In contrast to patients with chronic disease, only a few studies report on muscle mass in population-based settings [12, 13] and its association with CV risk is unknown.

Several factors may contribute to the fact that muscle mass is not clinically used as a body composition component for cardiometabolic risk assessment, including a lack of a standardized approach to assess and report muscle mass. Different anatomic landmarks have been proposed, including the psoas muscle [5], the pectoralis muscle [6], paraspinal muscles [7], or skeletal muscle mass at the thigh level [8]. This substantially hampers direct comparison between studies. In our study, we used a standardized approach to quantify muscle mass at the level of L3/L4 on a single abdominal CT slice. This has been shown to correlate almost perfectly with volumetric data of adipose tissue in the Framingham Heart Study [22].

Furthermore, some authors report total muscle area (TAM-Area) on a single or multiple tomographic slices [28, 29], whereas others index muscle mass to body height or body surface area (TAM-Index) [5, 12]. We chose to measure both not-indexed TAM-Area as well as indexed to height because these were reported in previous studies [5, 12, 28, 29]. In our cohort, we provide for the first time descriptive data for TAM-Area and TAM-Index and, in addition, introduce the concept of TAM-Fraction as a novel body composition tool, representing the fraction of muscle mass of the entire tomographic L3/L4 slice.
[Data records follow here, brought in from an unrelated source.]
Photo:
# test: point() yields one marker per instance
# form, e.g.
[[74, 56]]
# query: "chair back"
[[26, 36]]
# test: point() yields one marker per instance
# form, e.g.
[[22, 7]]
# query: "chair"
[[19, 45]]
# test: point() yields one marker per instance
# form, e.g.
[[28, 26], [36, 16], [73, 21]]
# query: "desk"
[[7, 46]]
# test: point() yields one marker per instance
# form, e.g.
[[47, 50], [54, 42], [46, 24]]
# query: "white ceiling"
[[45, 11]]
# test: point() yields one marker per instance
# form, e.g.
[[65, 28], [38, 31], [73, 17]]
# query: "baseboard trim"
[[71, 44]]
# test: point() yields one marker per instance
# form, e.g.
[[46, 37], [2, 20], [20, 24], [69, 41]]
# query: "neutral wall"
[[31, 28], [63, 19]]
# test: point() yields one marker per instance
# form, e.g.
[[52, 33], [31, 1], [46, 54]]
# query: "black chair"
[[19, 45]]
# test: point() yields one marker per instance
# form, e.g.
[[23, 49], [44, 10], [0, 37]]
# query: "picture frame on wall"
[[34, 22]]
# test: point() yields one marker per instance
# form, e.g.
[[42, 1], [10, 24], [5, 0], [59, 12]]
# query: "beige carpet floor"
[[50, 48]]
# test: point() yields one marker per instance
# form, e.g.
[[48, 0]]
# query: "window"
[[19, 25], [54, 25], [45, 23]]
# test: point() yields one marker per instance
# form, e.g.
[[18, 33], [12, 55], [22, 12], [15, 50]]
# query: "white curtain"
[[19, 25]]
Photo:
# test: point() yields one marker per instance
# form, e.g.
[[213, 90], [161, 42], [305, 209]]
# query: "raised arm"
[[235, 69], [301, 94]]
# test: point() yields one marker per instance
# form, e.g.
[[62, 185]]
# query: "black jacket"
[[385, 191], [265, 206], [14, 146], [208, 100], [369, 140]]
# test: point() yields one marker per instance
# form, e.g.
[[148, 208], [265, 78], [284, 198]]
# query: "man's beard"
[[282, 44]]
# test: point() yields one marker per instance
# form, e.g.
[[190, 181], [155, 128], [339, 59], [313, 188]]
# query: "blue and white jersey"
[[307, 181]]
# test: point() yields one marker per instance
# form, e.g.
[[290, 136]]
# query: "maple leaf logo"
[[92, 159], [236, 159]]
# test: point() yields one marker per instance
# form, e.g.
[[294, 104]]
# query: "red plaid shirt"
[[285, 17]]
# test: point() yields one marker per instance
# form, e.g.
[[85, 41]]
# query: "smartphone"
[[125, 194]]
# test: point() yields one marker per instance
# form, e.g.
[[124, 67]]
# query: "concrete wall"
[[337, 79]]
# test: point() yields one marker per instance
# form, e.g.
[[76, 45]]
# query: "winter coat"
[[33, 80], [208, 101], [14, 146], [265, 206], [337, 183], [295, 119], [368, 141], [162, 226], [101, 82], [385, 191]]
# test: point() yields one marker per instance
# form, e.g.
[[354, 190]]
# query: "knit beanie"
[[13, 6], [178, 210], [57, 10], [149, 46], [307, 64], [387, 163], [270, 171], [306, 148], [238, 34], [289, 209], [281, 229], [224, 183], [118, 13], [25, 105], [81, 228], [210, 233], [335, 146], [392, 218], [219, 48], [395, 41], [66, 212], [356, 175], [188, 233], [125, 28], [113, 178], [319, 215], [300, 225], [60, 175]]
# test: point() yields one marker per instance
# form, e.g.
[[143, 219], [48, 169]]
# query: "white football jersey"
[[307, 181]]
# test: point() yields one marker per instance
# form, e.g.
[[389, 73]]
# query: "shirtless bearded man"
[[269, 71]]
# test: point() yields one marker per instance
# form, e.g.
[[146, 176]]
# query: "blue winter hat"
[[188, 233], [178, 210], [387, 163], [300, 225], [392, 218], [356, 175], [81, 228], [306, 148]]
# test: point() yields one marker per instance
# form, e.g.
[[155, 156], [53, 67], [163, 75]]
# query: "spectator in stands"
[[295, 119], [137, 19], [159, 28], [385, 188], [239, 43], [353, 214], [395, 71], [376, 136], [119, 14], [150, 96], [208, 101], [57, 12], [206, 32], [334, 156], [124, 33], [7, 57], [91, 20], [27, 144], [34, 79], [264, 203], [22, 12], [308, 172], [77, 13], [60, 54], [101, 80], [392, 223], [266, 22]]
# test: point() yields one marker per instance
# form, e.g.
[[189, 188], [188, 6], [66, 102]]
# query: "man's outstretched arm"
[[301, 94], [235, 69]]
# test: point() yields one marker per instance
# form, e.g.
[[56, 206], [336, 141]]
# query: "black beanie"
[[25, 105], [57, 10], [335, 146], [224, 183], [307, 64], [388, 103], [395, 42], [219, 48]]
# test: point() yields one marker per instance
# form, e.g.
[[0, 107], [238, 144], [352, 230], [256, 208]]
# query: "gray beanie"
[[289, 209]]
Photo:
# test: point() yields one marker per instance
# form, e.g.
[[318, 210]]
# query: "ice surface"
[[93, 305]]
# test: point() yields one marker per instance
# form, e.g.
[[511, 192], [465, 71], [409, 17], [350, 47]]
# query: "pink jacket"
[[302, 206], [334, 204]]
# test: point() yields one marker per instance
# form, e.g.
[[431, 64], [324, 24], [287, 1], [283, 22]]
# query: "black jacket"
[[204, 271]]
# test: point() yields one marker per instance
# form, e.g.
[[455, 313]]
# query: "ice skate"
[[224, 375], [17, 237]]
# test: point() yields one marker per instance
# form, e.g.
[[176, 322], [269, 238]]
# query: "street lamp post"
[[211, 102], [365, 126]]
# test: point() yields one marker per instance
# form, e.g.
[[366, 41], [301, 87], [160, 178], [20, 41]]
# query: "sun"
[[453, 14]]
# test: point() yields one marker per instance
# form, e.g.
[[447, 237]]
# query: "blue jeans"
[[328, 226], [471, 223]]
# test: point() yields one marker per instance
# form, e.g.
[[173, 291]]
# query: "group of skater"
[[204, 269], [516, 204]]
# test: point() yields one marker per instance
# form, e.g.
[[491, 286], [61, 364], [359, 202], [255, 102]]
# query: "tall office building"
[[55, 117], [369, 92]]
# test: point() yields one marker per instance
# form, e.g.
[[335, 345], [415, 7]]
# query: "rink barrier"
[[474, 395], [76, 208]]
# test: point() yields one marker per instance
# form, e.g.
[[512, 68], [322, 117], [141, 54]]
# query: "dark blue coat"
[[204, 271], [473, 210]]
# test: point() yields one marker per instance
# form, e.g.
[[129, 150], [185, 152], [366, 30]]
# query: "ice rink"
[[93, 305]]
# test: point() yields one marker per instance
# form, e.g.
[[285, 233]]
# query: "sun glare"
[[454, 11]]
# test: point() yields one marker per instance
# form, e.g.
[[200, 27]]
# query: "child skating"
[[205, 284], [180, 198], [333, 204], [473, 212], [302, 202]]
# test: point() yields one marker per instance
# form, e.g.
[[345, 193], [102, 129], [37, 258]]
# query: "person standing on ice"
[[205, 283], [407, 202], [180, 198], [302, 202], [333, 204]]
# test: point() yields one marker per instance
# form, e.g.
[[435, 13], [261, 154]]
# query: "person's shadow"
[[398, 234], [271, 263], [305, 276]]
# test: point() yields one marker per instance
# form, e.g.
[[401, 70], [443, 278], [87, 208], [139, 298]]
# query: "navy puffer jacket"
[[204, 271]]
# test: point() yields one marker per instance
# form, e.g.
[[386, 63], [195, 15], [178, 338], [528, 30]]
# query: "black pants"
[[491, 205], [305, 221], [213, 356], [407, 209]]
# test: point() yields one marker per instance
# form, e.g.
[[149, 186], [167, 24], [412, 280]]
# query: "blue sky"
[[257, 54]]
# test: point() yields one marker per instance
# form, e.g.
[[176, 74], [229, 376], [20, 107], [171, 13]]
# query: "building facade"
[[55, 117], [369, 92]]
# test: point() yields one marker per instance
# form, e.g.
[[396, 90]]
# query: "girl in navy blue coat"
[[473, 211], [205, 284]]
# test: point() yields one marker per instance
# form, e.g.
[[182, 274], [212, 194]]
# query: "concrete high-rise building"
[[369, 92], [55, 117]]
Comparing these three measures of muscle mass, we observed a different directionality in the associations of these measures with the risk of outcome events. Higher TAM-Area and TAM-Index were associated with a worse cardiometabolic risk profile in age and sex-adjusted models. Similar findings are reported by an analysis of the Multi-Ethnic Study of Atherosclerosis (MESA), where higher TAM-Area, averaged from several single slices between L2 and L5, was associated with more CAC burden. This was in contrast to the authors’ hypothesis of a protective effect of higher muscle mass [29] but is similar to our results for higher TAM-Area and TAM-Index indicating higher cardiometabolic risk. This might, in part, be explained by a close positive correlation between TAM-Area and TAM-Index and both BMI and WC.

In contrast, TAM-Fraction is negatively correlated with BMI and WC. Indeed, higher TAM-Fraction indicated a beneficial cardiometabolic risk profile across a wide spectrum of prevalent and incident risk factors. Higher TAM-Fraction, but not TAM-Area or TAM-Index, remained significantly associated with lower prevalence of several cardiometabolic risk factors, including hypertension and metabolic syndrome, and lower risk for new-onset hypertension and diabetes and CVD events even when adjusted for BMI and WC.

While the purpose of this paper was to introduce the concept of TAM-Fraction as a novel body composition tool, representing the fraction of muscle mass of the entire tomographic L3/L4 slice, future studies are warranted to investigate the interplay between TAM-Fraction and more advanced measures of adiposity, including visceral and subcutaneous adipose tissue, with the potential to define a more precise individual obesity phenotype for improved CV risk prediction.

Limitations

Several limitations merit comment. As with any analyses from the Framingham Heart Study, we were not able to assess ethnic/race-related differences due to our predominant white study sample. In addition, CT scans were performed between 2002 and 2005, when demographic characteristics, such as obesity rates, were different compared to the present [30]. This analysis also lacks information on fat infiltration within the skeletal muscle, which may be an important aspect.